Sunday, June 25, 2023

Conan the Barbarian on the Screen: Reflections

These past few years there was talk of bringing Robert Howard's Conan the Barbarian back to the screen--but then there always is (live-action and animation, film and television, etc., etc.), with nothing much usually coming of it. So it seems to have gone with the latest plans for a TV series.

It may be just as well, since I doubt that anything they are likely to make would be very satisfying to fans of the franchise--with the 2011 film exemplary. I recall looking forward to it more than I usually did to revisitations of such material because I had recently read my way through the entirety of Howard, and in the process found out just how much John Milius' film differed from it. The stuff about Conan's childhood and upbringing, the rambling about "will" recycled from Milius' Apocalypse Now script (Why does no one ever notice this?), the use of Thulsa Doom (a Kull the Conqueror character rather than a Conan the Barbarian one), the whiff of '70s/'80s action movie formula I was later to discuss in my book on paramilitary action-adventure--made clear to me that, much as I liked the 1982 movie, and have tended to groan at the thought of new takes on old classics, there actually was room for such a take here.*

Alas, the makers of the later film decided to remake the 1982 movie rather than go back to Howard and do something with that, and the result fell pretty flat.

Taken as a simple action movie I remember it working well enough. Still, I didn't care to see more of Conan's childhood. (Indeed, I don't usually care to see action heroes "before you knew them," with this going especially for Conan, to the point that even though after finishing the Howard originals I was eager to read more, knowing that L. Sprague de Camp's tales turned in exactly that direction made me lose all interest in them. And they spent a quarter of the movie on exactly that.) Meanwhile, the vigor, the barbaric splendor, the epic feel that were for all the departures from the original true to Howard (and characteristically Milius) were gone, leaving something much more generic, much less memorable (with, I think, those who think the replacement of the "tangible aesthetic . . . and practical effects" right about this costing the film something).

So does it often go with remakes, which in eliding aspects of the old fail to come up with anything as compelling--the attainment of contemporaneity coming at the price of distinction, underlining the artistic pointlessness and commercial crassness that are hallmarks of the all too common enterprise. And certainly to go by what we have heard of recent remake attempts, it is hard to imagine material less likely to survive contemporary handling than Conan.
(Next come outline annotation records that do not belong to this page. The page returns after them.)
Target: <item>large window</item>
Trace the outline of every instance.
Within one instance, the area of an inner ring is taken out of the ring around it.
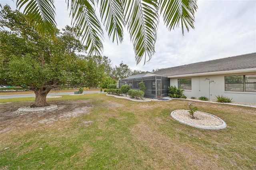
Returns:
[[[183,90],[191,90],[191,78],[178,79],[178,87]]]
[[[256,92],[256,75],[225,76],[225,91]]]

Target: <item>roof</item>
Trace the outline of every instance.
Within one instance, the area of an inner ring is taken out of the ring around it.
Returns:
[[[155,74],[152,74],[150,73],[144,73],[144,74],[137,74],[136,75],[130,75],[130,76],[125,79],[122,79],[122,80],[146,77],[148,77],[155,76],[156,75],[159,76],[158,75],[157,75]]]
[[[256,53],[161,69],[153,73],[169,77],[241,69],[256,72]]]

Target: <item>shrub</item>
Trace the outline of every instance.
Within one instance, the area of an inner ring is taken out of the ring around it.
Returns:
[[[107,89],[116,89],[116,85],[113,84],[108,85]]]
[[[188,113],[189,114],[192,116],[192,119],[195,119],[195,117],[194,116],[194,113],[195,113],[196,111],[198,109],[197,107],[193,107],[193,103],[192,103],[190,104],[187,104],[187,106],[188,107]]]
[[[108,89],[106,92],[108,94],[112,94],[120,96],[122,93],[122,91],[120,89]]]
[[[201,96],[198,98],[199,100],[204,100],[205,101],[207,101],[209,100],[209,99],[208,99],[206,97],[205,97],[204,96]]]
[[[106,92],[108,93],[108,94],[113,94],[114,93],[114,90],[115,89],[108,89],[106,91]]]
[[[121,87],[121,90],[123,93],[125,93],[125,96],[127,96],[127,92],[130,90],[129,85],[123,85]]]
[[[114,95],[120,96],[122,94],[122,90],[120,89],[114,89]]]
[[[84,87],[79,87],[79,94],[82,94],[84,92]]]
[[[218,95],[218,96],[215,96],[216,99],[217,99],[217,101],[220,103],[231,103],[232,102],[232,99],[226,97],[226,96],[221,96]]]
[[[140,82],[140,83],[139,83],[139,85],[140,86],[140,90],[141,90],[143,92],[145,91],[145,90],[146,90],[146,86],[144,84],[144,83],[142,81]]]
[[[131,98],[142,99],[144,96],[144,92],[142,90],[129,90],[128,91],[128,95]]]
[[[169,93],[168,95],[170,97],[174,98],[181,98],[184,96],[183,95],[183,91],[184,90],[176,87],[176,86],[171,86],[168,87],[169,89]]]

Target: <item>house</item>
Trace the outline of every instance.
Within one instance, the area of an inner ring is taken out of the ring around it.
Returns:
[[[256,53],[159,70],[170,86],[184,90],[187,97],[223,95],[233,101],[256,103]]]
[[[133,75],[119,80],[119,88],[124,85],[129,85],[130,89],[139,90],[139,83],[143,82],[146,86],[144,97],[150,99],[160,99],[168,95],[170,79],[165,76],[151,73]]]

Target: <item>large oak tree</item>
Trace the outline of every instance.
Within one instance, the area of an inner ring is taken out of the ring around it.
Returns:
[[[18,10],[5,6],[0,24],[10,29],[0,32],[0,79],[2,83],[24,86],[36,94],[32,107],[48,106],[46,96],[52,88],[96,87],[104,74],[103,65],[78,57],[86,50],[79,32],[67,26],[54,36],[43,38]]]

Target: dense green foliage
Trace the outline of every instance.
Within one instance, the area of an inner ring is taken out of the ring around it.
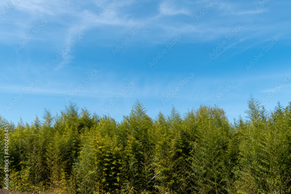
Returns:
[[[71,103],[9,123],[10,188],[55,193],[289,193],[291,103],[251,96],[234,124],[217,107],[149,117],[137,101],[120,123]],[[0,115],[3,127],[8,123]],[[4,135],[0,143],[4,147]],[[0,174],[3,177],[3,153]],[[3,179],[2,179],[3,180]]]

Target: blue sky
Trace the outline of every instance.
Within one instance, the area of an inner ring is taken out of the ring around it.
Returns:
[[[268,110],[291,101],[289,1],[2,0],[0,9],[0,114],[15,123],[69,100],[118,122],[137,99],[153,118],[214,102],[231,122],[250,93]]]

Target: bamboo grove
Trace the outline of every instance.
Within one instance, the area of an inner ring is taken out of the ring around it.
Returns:
[[[60,193],[289,193],[291,103],[251,96],[234,124],[217,106],[148,116],[138,100],[117,122],[75,103],[9,123],[10,189]],[[8,123],[0,117],[2,128]],[[4,130],[1,130],[3,148]],[[4,153],[0,153],[3,177]],[[3,179],[1,179],[3,182]],[[3,184],[1,184],[3,186]]]

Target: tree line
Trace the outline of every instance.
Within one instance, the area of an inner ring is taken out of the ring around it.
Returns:
[[[9,188],[54,193],[289,193],[291,102],[267,111],[251,96],[244,119],[201,105],[155,118],[135,103],[120,122],[70,102],[30,125],[9,123]],[[3,148],[4,149],[4,148]],[[0,174],[4,177],[3,151]],[[1,179],[1,182],[3,181]],[[3,184],[2,185],[3,186]]]

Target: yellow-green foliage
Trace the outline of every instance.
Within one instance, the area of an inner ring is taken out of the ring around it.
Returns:
[[[251,96],[233,124],[217,106],[149,117],[138,101],[119,123],[71,103],[9,123],[10,188],[87,194],[290,193],[291,103]],[[1,128],[7,121],[0,115]],[[0,145],[4,146],[3,130]],[[0,153],[1,176],[3,153]]]

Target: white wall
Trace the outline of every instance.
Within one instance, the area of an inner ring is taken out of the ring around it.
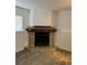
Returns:
[[[22,51],[29,44],[29,34],[26,31],[15,32],[15,52]]]
[[[56,22],[55,22],[56,23]],[[72,51],[72,11],[63,10],[57,13],[57,32],[55,45],[59,48]]]

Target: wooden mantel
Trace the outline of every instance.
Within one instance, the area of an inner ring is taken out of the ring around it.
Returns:
[[[40,25],[35,25],[35,26],[29,26],[26,29],[28,32],[55,32],[56,29],[53,26],[40,26]]]

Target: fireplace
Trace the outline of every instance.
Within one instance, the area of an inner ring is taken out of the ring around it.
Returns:
[[[29,32],[29,47],[54,46],[54,32],[56,29],[52,26],[29,26],[26,31]]]
[[[50,46],[50,33],[35,32],[34,45],[35,46]]]

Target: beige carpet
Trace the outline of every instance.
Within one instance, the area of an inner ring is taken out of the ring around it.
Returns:
[[[70,55],[63,50],[36,47],[17,53],[15,65],[72,65]]]

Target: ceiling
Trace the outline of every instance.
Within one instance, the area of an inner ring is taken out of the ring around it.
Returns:
[[[17,0],[28,6],[39,7],[50,10],[69,9],[72,7],[70,0]]]

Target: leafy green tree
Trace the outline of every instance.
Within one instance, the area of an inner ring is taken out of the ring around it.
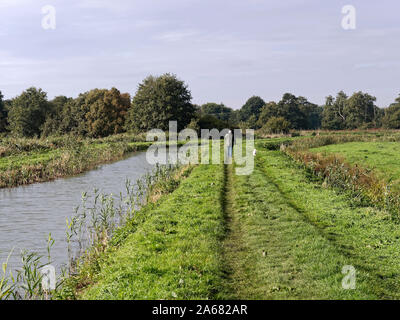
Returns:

* Ironically, 1997's Kull the Conqueror actually used more of the Conan material, drawing heavily on the plot of the one novel Howard wrote, The Hour of the Dragon--to its benefit, though I would not credit it with doing that book justice. (I have said it before many a time but will say it again--for all their flaws the pulp adventures of old were way, way more satisfying reads than today's bloated pop fiction.)